The thing is, I sympathise with the guy who got up in Westminster Abbey yesterday to berate everyone present. I don't totally agree with him, but I do sympathise - after all, didn't the Church of England, the Monarchy the British Government and indeed most of British industry benefit from the slave trade and ongoing slavery for more than thirty years after the abolition of the transatlantic trade? Not much repentance for that in the service, as far as I could see. And didn't these profiteers on the back human misery all get compensation for the loss of their slaves (the slaves, of course, got nothing)?

The history of how this and other Western nations treated the people of Africa so appallingly lives with us to this day. Where is the greatest poverty and social deprivation to be found in the UK and the USA? - largely among the descendants of salves. Which groups are still excluded, treated as less than human and subject regular individual and institutional abuse? - yeah, you got it again. And yes, where is the slave industry still flourishing? - well actually not just in Africa this time - how about Eastern Europe, Asia, Latin America, etc, etc. It's spreading! But where is poverty getting worse? - umm, there you are again, Africa. And who is still getting rich off the poverty of Africans and slaves? - ah yes, that'd be us again.
Plus ca change, plus c'est la mem cholse.

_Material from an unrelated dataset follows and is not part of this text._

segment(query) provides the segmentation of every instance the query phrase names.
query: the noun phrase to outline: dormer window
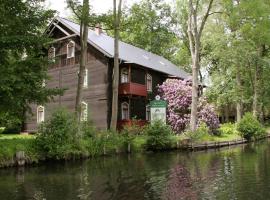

So maybe I did not totally agree with the protester yesterday - but he had a point. Poverty and slavery and racism and injustice are still with us - Wilberforce did not abolish them. He may have won one small battle two centuries back, but the war is far from over. No wonder so many of those of African descent feel uncomfortable and alienated from the celebrations this year. Maybe we need to ask the question that Wilberforce and the abolitionists asked - are we happy to grow in wealth and power at the expense of others living in poverty and misery? And if not, what are we going to do to change that?

If the controversy over these celebrations should teach us anything, it is that we cannot afford to stop asking these two questions of ourselves - and seeing them spur us into action.

(Am I getting a bit pious here? Quick! - get me back to baby pooh!)